Recently, there is an increasing interest in the development of fluorogens with aggregation induced emission (AIE) characteristics for biological sensing, imaging and cancer therapy applications.29–36 The AIE fluorogens (AIEgens) generally have rotor structures, which show very weak fluorescence in molecularly dissolved state but become highly emissive upon aggregation formation.37 The optical properties of AIEgens are different from traditional fluorophores, which enabled them to be developed into light-up probes and bright fluorescent nanoparticles for the detection of molecular targets and continuous monitoring of biological processes.29,38–41 In addition, several AIEgens were found to show effective ROS generation capabilities for efficient cell ablation.34,42,43 We recently also discovered that properly designed AIEgens could also serve as potential potent chemo-drugs for cancer cell killing due to their preferential accumulation in cancer cell mitochondria.44 The versatile functions and exciting properties of AIEgens offer the unique opportunity to further develop multifunctional molecular probes for image-guided therapy.
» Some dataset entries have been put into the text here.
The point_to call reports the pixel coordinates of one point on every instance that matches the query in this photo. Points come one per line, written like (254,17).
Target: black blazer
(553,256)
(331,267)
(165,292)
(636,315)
To explore simple molecular probe based image-guided combination chemotherapy and PDT, in this contribution, we developed a series of probes based on a new AIE PS (TPECM-2Br). Lipophilic triphenylphosphonium as a mitochondria targeting moiety was selected to conjugate to TPECM-2Br because it possesses a delocalized positive charge and can selectively accumulate in cancer cell mitochondria by trans-membrane potential gradient.19 The obtained TPECM-1TPP and TPECM-2TPP are almost non-emissive in aqueous media, but they emit strong red fluorescence in aggregated state. The probes showed preferential cellular uptake by cancer cells relative to normal cells, and they can be specifically localized in mitochondria to turn on their fluorescence. TPECM-2TPP is found to be able to depolarize mitochondria membrane potential and selectively exert potent chemo-cytotoxicity on the studied cancer cells. Furthermore, the probe can efficiently generate reactive singlet oxygen with strong photo-toxicity upon light illumination, which further enhances the anti-cancer effect. Interestingly, TPECM-1TPP only shows high cytotoxicity upon light illumination and has the ability to generate singlet oxygen to cause mitochondrial oxidative stress and trigger cell death. However, TPECM-2Br exhibits low cytotoxicity both in dark and upon light illumination in the studied cell lines. These results highlight that molecular design plays an important role in cancer cell treatment.

Results and discussion

The probes of TPECM-2Br, TPECM-1TPP and TPECM-2TPP were synthesized according to Scheme 1. Briefly, two different benzophenone derivatives were reacted in the presence of Zn and TiCl4 to give 1 in 27.2% yield, which was subsequently treated with n-BuLi and DMF to give 2 in 59.7% yield. 2 was first reacted with the Grignard reagent and the resulted secondary alcohol was further oxidized to generate 3 in 61.5% yield. 3 was subsequently treated with boron tribromide, followed by reaction with 4-dibromobutane to give 4 in 13.5% yield. The mixture of 4, ammonium acetate and malononitrile adsorbed on silica gel was heated at 100 °C for 40 minutes to give TPECM-2Br in 74.0% yield, which was then reacted with triphenylphosphine to generate TPECM-1TPP in 13.8% yield and TPECM-2TPP in 18.2% yield. The purified intermediates and products were well characterized by NMR and mass spectroscopies which confirmed their right structures with high purity (ESI Fig. 1–4).
image file: c5sc00826c-s1.tif
Scheme 1 Synthetic route for TPECM-2Br, TPECM-1TPP and TPECM-2TPP.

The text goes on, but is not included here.